Reporter: Ridwan Nanda Mulyana | Editor: Khomarul Hidayat
KONTAN.CO.ID - JAKARTA. Indeks Kepercayaan Industri (IKI) bulan Mei 2025 melaju ke level 52,11. IKI Mei naik 0,21 poin dibandingkan dengan bulan April 2025 yang berada di 51,90.
Meski naik secara bulanan, namun secara tahunan, IKI mengalami perlambatan. Nilai IKI Mei 2025 menyusut 0,39 poin dibandingkan IKI Mei 2024, yang kala itu berada di level 52,50.
Juru Bicara Kementerian Perindustrian (Kemenperin) Febri Hendri Antoni Arief mengatakan industri manufaktur Indonesia masih berada di atas level 50 atau fase ekspansi. Dari 23 subsektor industri manufaktur, sebanyak 21 subsektor mengalami ekspansi dalam analisis IKI bulan ini.

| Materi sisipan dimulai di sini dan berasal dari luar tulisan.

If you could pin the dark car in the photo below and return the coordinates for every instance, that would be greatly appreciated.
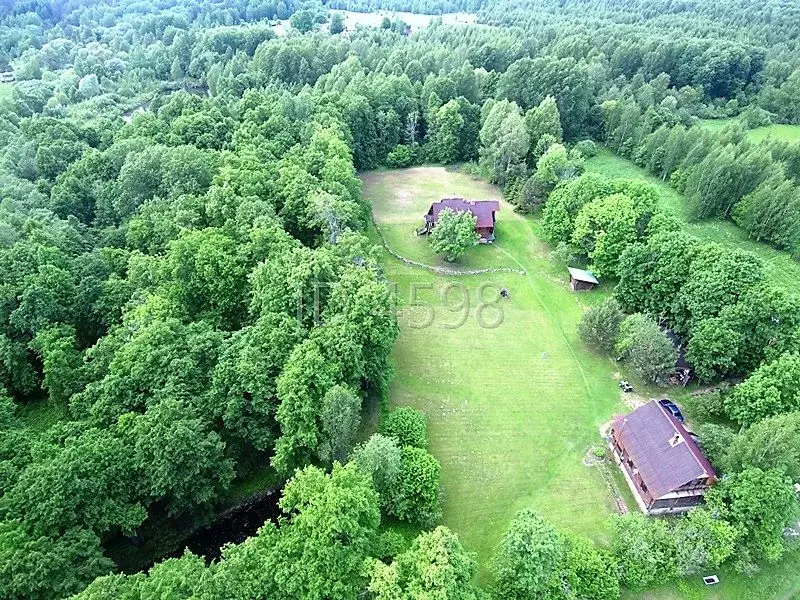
(672, 408)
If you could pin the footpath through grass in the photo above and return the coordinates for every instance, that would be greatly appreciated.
(513, 399)
(780, 267)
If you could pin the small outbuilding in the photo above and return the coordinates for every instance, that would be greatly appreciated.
(581, 280)
(661, 461)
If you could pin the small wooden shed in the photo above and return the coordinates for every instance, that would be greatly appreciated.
(581, 280)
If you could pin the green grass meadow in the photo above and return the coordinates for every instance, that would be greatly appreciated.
(5, 90)
(787, 133)
(513, 399)
(781, 267)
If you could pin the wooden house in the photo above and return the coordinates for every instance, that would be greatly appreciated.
(581, 280)
(484, 211)
(662, 463)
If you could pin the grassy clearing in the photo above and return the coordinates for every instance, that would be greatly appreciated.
(788, 133)
(775, 582)
(512, 408)
(781, 267)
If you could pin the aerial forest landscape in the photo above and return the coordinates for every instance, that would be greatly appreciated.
(399, 300)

Total subsektor yang mengalami ekspansi memiliki kontribusi 95,7% terhadap Produk Domestik Bruto (PDB) industri pengolahan non-migas pada kuartal I-2025. Sedangkan dua subsektor yang mengalami kontraksi adalah industri kulit, barang dari kulit dan alas kaki, serta industri peralatan listrik.
Baca Juga: Perang Dagang Memanas, Indeks Manufaktur Indonesia Ambles
Kenaikan IKI Mei 2025 terdongkrak oleh variabel pesanan baru yang mengalami kenaikan 2,13 poin secara bulanan ke level 51,77. Sementara dua variabel lainnya mengalami perlambatan. Variabel produksi turun 2,09 poin menjadi 52,43 dan variabel persediaan produk melambat 1,15 poin ke level 52,48.
Kenaikan IKI Mei juga terdorong permintaan produk manufaktur dari dalam negeri. Tampak dari IKI Ekspor yang hanya naik tipis 0,07 poin ke level 52,33. Sementara IKI Domestik naik 0,42% ke posisi 51,82.
Febri mengklaim, terbitnya Peraturan Presiden (Perpres) Nomor 46 Tahun 2025 tentang Pengadaan Barang dan Jasa (PBJ) Pemerintah ikut berkontribusi mengerek naik IKI Domesitik. Beleid ini menegaskan produk dengan Tingkat Komponen Dalam Negeri (TKDN) sebagai prioritas dalam PBJ pemerintah.
"Menurut kami itu menjelaskan kenapa IKI manufaktur berorientasi domestik naik lebih tinggi dibandingkan industri yang berorientasi ekspor. (Perpres Nomor 46/2025) menyelematkan industri dari ancaman penurunan utilisasi ketika mengalami tekanan demand," terang Febri dalam paparan IKI Mei 2025, Selasa (27/5).
Kemenperin mencatat ada 14.030 perusahaan yang memproduksi produk ber-TKDN. Total perusahaan tersebut menyerap sekitar 1,7 juta pekerja, dengan rata-rata penyerapan 125 tenaga kerja per perusahaan.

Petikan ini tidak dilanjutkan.